HAYCORN — 20 June 2010

MongoDB's MongoUK conference

MongoUK—a small MongoDB con­fer­ence in London—happened last Friday, and it was wonderful. I haven’t been to that many conferences, but it prob­a­bly the best tech con­fer­ence I’ve been to, at least in terms of my en­joy­ment of the talks themselves. (DPC is over three days, in Amsterdam…)

The con­fer­ence was run by 10gen (the company behind MongoDB) themselves, though it felt about as much like an in­de­pen­dent con­fer­ence as it was pos­si­ble to be under the circumstances. (I’m pretty the con­fer­ence was subsidised—10gen are just getting started, and so at this point they want to get as many people as pos­si­ble happily using MongoDB as possible, and they have the VC money to do it.)

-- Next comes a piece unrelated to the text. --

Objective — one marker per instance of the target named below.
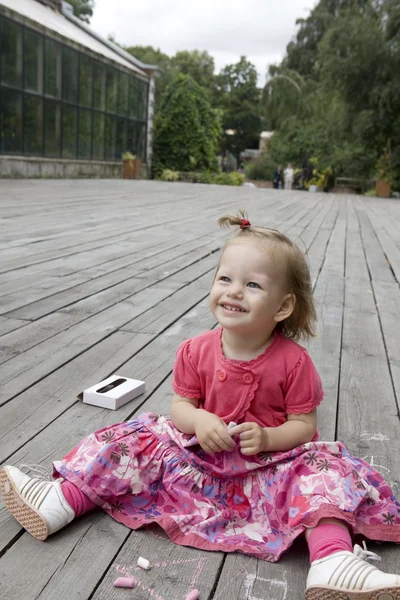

A few points that struck me about MongoDB:

  • Unlike most NoSQL databases, MongoDB sup­ports SQL-like indexes, though it will only use one index per query. Curiously, if mul­ti­ple indices could po­ten­tially be used to resolve a par­tic­u­lar query, the server picks the index to be used via a heuris­tic that in­cludes some in­for­ma­tion about how useful the index on pre­vi­ous queries.
  • Shard­ing is complicated. Maybe even very complicated. Since pro­duc­tion de­ploy­ments are rec­om­mended to have two slaves per master, a de­ploy­ment with shard­ing in­volves at least 6 servers for the data itself, plus several con­fig­u­ra­tion servers, plus several servers to act as front-ends to the shards (to conceal the ex­is­tence of the shards from clients). These servers more or less need to be man­u­ally configured—the cluster doesn’t or­gan­ise itself. Perhaps some of these can be virtual ma­chines (?), but a pro­duc­tion setup with shard­ing in­volves many phys­i­cal machines.
  • With map/reduce over shards, the maps are done sep­a­rately within each shard, but the reduce is done on one server. This also means that the re­sult­ing col­lec­tion is itself not sharded.
  • Most con­tri­bu­tions to the MongoDB server itself come from 10gen itself—they haven’t had many outside contributions.
  • No-one asked about the AGPL license!

Overall, my feel­ings toward MongoDB didn’t change that much. It’s a new product, to be used with a modicum of caution, and it shouldn’t be the au­to­matic first choice. (Though perhaps there is no au­to­matic first choice when it comes to NoSQL document-oriented databases.) It is used in pro­duc­tion (many of the at­ten­dees I spoke to were using it in production), though I think many of the very large and com­pli­cated de­ploy­ments are done with a small amount of hand-holding from 10gen. I was re­as­sured by the quality of the MongoDB people, and their com­mit­ment to their product and its users. 10gen and MongoDB are ex­tremely developer-friendly in all respects—the product itself, the documentation, their people, their “marketing” (there was no hard sell), etc.